Reading Orwell, even essay-writing Orwell, makes you really feel that all things are possible with a good book. This is to say nothing of all the other good books I've read, and there have been a lot -- some day I'll write a purely literary screed about what you should read and what you shouldn't read and why. (That's a promise. You can skip it, but you'd miss out.) He's not my favorite writer, not even close, but he's one of the few that has never once disappointed me or written something I felt to be false. He rings unerringly true even when, in hindsight, you can see that his vision was sometimes objectively off somewhat. He brings the strength of agreeable conviction to everything he says, and reading him makes you feel the comparative lack of it today. Sitting in a cafe, reading his pronouncements about fascism, socialism, writing, the English language, history, etc. etc. while it gets darker and colder outside -- and then going into the night, still reading him by streetlight, wandering the chilly streets of an unfamiliar quiet neighborhood not quite done with him yet -- is somewhat gauche and cliche by modern standards but mentally exhilarating and very good for you. Thinking about how contemporary "political" writers, such as his self-proclaimed disciple Christopher Hitchens, stack up makes you shake your head in amazement that Orwell himself comes out well ahead even sixty years later. Especially in a bite-sized format, like the Penguin Great Ideas copy Stephanie got for me, such a dose of optimism in the face of long odds and belief in literature despite its obvious decline in popularity is just the thing for someone like me looking for a new Big Idea to come along. It doesn't have to be fully formed, or even have broad explanatory power -- it just has to make you believe in the future and that writing is worth it, which a lot of writing doesn't do. This is all to say that reading Why I Write, in the special context of this comfortably solitary evening, was the next best thing to still having a girlfriend around, despite now having to keep myself warm with nothing but the blankets tonight.

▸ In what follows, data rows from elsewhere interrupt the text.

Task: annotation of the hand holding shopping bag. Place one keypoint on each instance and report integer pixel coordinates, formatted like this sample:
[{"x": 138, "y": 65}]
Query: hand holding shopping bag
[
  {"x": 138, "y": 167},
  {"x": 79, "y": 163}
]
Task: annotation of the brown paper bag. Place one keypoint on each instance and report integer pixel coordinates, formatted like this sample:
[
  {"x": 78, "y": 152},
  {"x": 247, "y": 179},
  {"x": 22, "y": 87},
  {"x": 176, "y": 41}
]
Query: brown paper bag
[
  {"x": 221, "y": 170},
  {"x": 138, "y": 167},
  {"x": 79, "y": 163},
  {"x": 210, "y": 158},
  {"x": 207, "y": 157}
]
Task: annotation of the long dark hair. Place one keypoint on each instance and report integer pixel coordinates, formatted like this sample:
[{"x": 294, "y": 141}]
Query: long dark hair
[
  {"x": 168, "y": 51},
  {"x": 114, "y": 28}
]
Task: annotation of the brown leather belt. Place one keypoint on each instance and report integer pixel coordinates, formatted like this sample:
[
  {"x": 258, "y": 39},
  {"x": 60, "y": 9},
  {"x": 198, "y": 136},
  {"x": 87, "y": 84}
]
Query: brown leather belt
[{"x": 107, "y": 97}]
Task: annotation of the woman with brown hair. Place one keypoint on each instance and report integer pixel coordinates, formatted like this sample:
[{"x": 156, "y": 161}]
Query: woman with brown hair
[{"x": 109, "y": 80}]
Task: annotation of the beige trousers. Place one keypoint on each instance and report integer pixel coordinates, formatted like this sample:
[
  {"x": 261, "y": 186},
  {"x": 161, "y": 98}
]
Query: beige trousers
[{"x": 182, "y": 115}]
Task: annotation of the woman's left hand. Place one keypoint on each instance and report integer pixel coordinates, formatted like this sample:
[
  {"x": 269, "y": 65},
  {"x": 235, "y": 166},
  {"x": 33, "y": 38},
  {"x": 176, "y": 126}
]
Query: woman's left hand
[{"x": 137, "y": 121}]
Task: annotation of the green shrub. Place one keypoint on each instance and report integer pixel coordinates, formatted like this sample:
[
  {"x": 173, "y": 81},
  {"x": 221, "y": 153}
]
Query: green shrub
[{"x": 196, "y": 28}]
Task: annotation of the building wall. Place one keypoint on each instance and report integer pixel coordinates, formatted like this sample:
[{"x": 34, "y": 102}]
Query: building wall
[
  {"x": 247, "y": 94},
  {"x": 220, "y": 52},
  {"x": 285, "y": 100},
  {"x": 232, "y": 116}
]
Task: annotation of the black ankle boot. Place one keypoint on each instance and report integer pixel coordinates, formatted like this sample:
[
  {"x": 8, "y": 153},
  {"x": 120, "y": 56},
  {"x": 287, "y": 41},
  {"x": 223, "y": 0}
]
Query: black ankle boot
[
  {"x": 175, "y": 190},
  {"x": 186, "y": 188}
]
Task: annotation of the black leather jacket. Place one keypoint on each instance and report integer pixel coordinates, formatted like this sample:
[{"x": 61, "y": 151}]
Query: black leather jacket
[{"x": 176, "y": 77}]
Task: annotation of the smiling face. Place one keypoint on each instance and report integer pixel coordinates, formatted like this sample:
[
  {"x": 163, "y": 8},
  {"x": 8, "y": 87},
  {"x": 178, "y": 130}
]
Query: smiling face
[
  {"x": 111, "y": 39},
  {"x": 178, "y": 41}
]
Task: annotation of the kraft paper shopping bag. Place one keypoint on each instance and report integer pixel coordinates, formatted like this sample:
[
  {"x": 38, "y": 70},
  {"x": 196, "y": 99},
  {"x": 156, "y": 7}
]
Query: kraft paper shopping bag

Bloody clock says it's late. Coming soon is an Orwell-sized pronouncement about the election and, as previously promised, What This Means For America.

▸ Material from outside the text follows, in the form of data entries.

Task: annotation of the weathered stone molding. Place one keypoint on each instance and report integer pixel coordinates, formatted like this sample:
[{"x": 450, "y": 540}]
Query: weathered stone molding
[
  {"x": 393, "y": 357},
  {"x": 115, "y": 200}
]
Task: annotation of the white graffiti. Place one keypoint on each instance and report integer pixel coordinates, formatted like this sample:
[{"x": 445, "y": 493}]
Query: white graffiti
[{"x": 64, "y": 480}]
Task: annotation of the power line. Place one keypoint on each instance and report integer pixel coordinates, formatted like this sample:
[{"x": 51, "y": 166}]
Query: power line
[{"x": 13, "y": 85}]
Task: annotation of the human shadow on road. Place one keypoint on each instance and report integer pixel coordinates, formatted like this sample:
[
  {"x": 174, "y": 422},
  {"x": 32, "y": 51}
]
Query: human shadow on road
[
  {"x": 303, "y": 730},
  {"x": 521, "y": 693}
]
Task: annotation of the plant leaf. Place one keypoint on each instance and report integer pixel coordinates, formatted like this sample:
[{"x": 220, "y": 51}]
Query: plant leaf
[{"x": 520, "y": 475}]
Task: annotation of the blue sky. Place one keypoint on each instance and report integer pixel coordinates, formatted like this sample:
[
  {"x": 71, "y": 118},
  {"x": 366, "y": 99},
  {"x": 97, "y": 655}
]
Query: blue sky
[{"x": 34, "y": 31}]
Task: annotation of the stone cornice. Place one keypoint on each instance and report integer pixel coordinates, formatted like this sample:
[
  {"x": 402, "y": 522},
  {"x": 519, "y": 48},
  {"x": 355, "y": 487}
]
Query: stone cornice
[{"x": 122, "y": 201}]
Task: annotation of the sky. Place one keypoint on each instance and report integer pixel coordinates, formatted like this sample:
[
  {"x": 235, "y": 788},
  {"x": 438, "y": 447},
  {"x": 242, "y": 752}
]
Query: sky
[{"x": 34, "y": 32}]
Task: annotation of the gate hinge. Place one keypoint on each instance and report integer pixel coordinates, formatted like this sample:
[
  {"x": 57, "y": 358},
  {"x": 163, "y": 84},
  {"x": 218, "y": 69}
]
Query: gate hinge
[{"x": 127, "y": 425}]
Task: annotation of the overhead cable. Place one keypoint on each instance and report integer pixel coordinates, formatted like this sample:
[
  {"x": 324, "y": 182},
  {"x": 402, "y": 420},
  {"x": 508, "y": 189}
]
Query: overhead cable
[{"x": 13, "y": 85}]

Wednesday, November 01, 2006

Now there's a shock.

The results of a world sex survey, published online today by the Lancet,* led the professionals who conducted it to the following conclusion:

"The selection of public-health messages needs to be guided by epidemiological evidence rather than myths and moral stances," . . . "The greatest challenge to sexual-health promotion in almost all countries comes from opposition from conservative forces to harm-reduction strategies."


Other stunning revelations include the observation that marriage does not safeguard sexual health and that "very early sexual experience within marriage can be coercive and traumatic" for young girls.

Fancy that.

*Sadly, the Lancet study itself is accessible online only to subscribers.